Let me start off with what's good. There are a lot of twists in the book concerning characters, goals, loyalties, etc., including a very clever trick that Dan Brown pulls referencing character point of view. It's impressive how he pulled it off, actually, and is probably one of the coolest moments in the novel.
That being said, everything else is just bland. Despite the approach being different than the first two Robert Langdon books (he has amnesia now you guys!) it's the same premise: Dan Brown stand-in meets attractive and capable younger lady, and runs around Europe trying to read too much into art and conspiracies while being pursued by a shadowy organization. And yet somehow this comes off as boring.

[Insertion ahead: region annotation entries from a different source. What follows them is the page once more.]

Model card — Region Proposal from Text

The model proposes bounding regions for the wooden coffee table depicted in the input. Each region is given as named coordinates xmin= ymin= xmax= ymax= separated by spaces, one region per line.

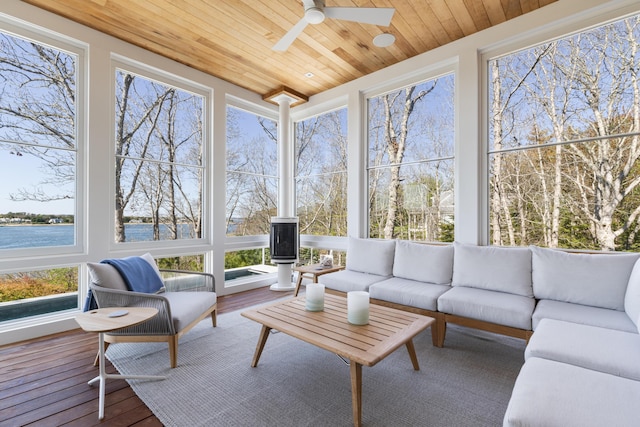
xmin=293 ymin=264 xmax=344 ymax=297
xmin=242 ymin=294 xmax=435 ymax=426
xmin=76 ymin=307 xmax=165 ymax=420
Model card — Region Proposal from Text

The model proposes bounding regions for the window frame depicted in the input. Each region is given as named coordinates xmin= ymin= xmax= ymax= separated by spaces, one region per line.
xmin=361 ymin=67 xmax=460 ymax=243
xmin=109 ymin=54 xmax=213 ymax=251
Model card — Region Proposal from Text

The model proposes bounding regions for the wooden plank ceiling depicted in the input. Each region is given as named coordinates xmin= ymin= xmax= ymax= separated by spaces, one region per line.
xmin=23 ymin=0 xmax=556 ymax=100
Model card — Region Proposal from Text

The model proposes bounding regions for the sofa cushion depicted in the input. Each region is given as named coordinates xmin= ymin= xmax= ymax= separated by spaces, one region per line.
xmin=451 ymin=242 xmax=533 ymax=298
xmin=503 ymin=357 xmax=640 ymax=427
xmin=532 ymin=300 xmax=636 ymax=332
xmin=87 ymin=262 xmax=129 ymax=291
xmin=531 ymin=246 xmax=640 ymax=310
xmin=318 ymin=270 xmax=388 ymax=292
xmin=369 ymin=277 xmax=451 ymax=311
xmin=524 ymin=319 xmax=640 ymax=381
xmin=438 ymin=286 xmax=536 ymax=330
xmin=393 ymin=240 xmax=453 ymax=285
xmin=624 ymin=259 xmax=640 ymax=332
xmin=345 ymin=237 xmax=396 ymax=277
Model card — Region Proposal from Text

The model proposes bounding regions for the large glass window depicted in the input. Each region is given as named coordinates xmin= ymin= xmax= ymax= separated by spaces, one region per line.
xmin=226 ymin=106 xmax=278 ymax=236
xmin=115 ymin=69 xmax=204 ymax=243
xmin=488 ymin=16 xmax=640 ymax=251
xmin=368 ymin=74 xmax=454 ymax=241
xmin=295 ymin=108 xmax=347 ymax=236
xmin=0 ymin=31 xmax=78 ymax=250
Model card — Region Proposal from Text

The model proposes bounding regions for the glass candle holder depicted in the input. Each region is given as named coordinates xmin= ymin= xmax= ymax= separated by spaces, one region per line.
xmin=347 ymin=291 xmax=369 ymax=325
xmin=304 ymin=283 xmax=324 ymax=311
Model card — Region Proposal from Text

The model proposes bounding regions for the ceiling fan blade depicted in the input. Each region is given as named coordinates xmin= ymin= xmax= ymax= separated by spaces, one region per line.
xmin=271 ymin=18 xmax=308 ymax=52
xmin=324 ymin=7 xmax=396 ymax=27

The most inexcusable issue is all of the art and architecture talk. Every time we are taken to a new location with historical significance or a piece of famous artwork, we are given an incredibly bland and boring description and explanation. Even when Dan Brown's characters try to express the majesty and genius of these pieces or buildings, it's lost on us because we can't see them. If they had included pictures for reference, it would have been incredibly helpful. Instead it's left to us to Google the artwork, breaking us out of the immersion of the story. I did not feel so inclined to spend my time Googling, and so continued onward, ignorant of the true splendor of these masterpieces.
After pages of chase scenes, convoluted mysteries, and out of place discussions on overpopulation, we reach a truly awful climax where the plague is revealed, some more shocking twists occur, and... that's it. The book sort of ends. The entire thing is anticlimactic, which makes sense when you realize just how lame the whole thing is.
Robert Langdon has an insufferable way about him. He finds out his companion is a super-genius, and spends the rest of the book gloating to himself when he can explain things that she doesn't know. But he's not the only smart person, and we are often given the same exposition or explanation by different characters multiple times. Was this not edited?
I honestly can not recommend this book, even if you are a fan of The Da Vinci Code. I read this so I could prepare myself for the film coming out this weekend, but I honestly am not sure how excited I am to see it after finishing it. The few interesting moments do not make up for the fact that the characters lack personality, the story lacks direction, and the plot is altogether forgettable.